Nutrients washed down to the sea from cities and farms are bad right?

Historically, the Nile would flood the delta every fall, irrigate nearby agricultural land, and flow out to the Mediterranean, carrying with it nutrients to support a large and productive fishery. Construction of the dam stopped the flooding, and the fishery collapsed.

"That's when fertilizer consumption in the country skyrocketed," said Oczkowski. "The Egyptians were fertilizing the land, and then fertilizing the sea with the run-off. It also corresponded with a population boom and the expansion of the public water and sewer systems."

As a result, landings of fish in coastal and offshore waters are more than three times pre-dam levels. While increased fishing effort in recent years may have played some role in the recovery, Oczkowski's findings indicate that anthropogenic nutrient sources have now more than replaced the fertility carried by the historical flooding. . .

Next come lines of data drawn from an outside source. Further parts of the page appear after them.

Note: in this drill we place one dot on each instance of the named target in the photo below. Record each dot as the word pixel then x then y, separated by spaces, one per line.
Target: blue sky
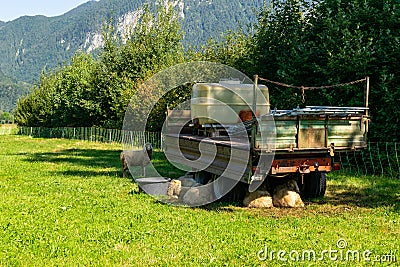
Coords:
pixel 12 9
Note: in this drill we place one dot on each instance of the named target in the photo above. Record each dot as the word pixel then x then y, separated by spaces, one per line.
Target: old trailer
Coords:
pixel 276 145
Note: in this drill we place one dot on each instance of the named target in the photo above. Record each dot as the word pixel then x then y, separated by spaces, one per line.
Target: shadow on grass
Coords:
pixel 102 162
pixel 362 191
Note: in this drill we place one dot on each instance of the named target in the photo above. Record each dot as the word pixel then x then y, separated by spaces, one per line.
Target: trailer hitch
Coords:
pixel 304 168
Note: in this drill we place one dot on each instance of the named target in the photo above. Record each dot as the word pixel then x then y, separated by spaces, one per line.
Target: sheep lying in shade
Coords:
pixel 287 195
pixel 130 158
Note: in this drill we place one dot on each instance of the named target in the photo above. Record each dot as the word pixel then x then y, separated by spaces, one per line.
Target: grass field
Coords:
pixel 63 202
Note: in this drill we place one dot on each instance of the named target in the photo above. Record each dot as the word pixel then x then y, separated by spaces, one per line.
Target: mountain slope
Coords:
pixel 30 44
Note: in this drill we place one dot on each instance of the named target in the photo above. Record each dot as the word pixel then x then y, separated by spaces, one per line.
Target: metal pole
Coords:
pixel 255 94
pixel 366 105
pixel 367 97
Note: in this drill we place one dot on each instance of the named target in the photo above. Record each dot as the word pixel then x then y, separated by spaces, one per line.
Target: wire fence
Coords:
pixel 377 159
pixel 7 129
pixel 93 134
pixel 380 158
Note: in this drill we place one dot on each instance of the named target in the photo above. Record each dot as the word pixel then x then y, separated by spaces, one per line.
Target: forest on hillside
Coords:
pixel 298 42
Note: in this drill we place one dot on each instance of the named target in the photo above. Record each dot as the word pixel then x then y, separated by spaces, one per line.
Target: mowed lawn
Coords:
pixel 64 202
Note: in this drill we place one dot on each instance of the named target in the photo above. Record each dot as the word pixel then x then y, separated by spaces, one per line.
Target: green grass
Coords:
pixel 63 202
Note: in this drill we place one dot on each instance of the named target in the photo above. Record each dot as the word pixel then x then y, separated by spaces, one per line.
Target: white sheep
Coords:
pixel 130 158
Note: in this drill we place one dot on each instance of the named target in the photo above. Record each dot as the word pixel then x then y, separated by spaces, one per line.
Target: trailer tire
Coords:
pixel 315 185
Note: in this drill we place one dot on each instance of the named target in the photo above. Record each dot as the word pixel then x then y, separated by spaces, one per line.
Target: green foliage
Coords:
pixel 96 92
pixel 328 42
pixel 29 44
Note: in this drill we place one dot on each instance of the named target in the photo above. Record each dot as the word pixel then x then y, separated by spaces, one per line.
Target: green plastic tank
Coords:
pixel 222 102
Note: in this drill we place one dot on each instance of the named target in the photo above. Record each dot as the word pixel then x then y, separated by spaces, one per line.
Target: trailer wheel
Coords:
pixel 315 185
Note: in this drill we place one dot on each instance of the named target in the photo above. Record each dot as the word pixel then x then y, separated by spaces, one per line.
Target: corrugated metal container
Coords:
pixel 312 132
pixel 346 132
pixel 209 101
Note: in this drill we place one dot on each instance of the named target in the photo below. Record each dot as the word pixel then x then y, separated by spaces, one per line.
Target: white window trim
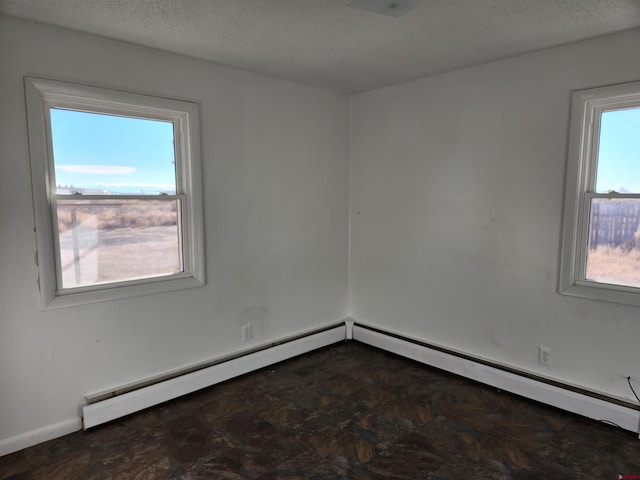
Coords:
pixel 43 94
pixel 586 108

These results have raised questions among many scientists about the value of anthropogenic sources of nutrients to ecosystems.

"We're programmed in the West to think of nutrient enrichment of coastal systems as bad," Oczkowski said. "Here in Rhode Island we've spent hundreds of millions of dollars to upgrade sewage plants to reduce nutrient loading into Narragansett Bay. And it's a major issue in the Chesapeake Bay and in the Gulf of Mexico, where run-off of fertilizers from the country's breadbasket into the Mississippi River has caused a dead zone in the Gulf.

"But the Egyptians don't think it's a bad thing. For them, it's producing tons of fish and feeding millions of hungry people. It's forcing us to reconsider whether we can say that nutrient inputs are always a bad thing."

Of course not. It depends on the ecosystem's characteristics. There are clearly places that are harmed by nutrient runoff, places that are not, and places that hugely benefit. FWIW, it's the same on land as in the sea, as we should expect.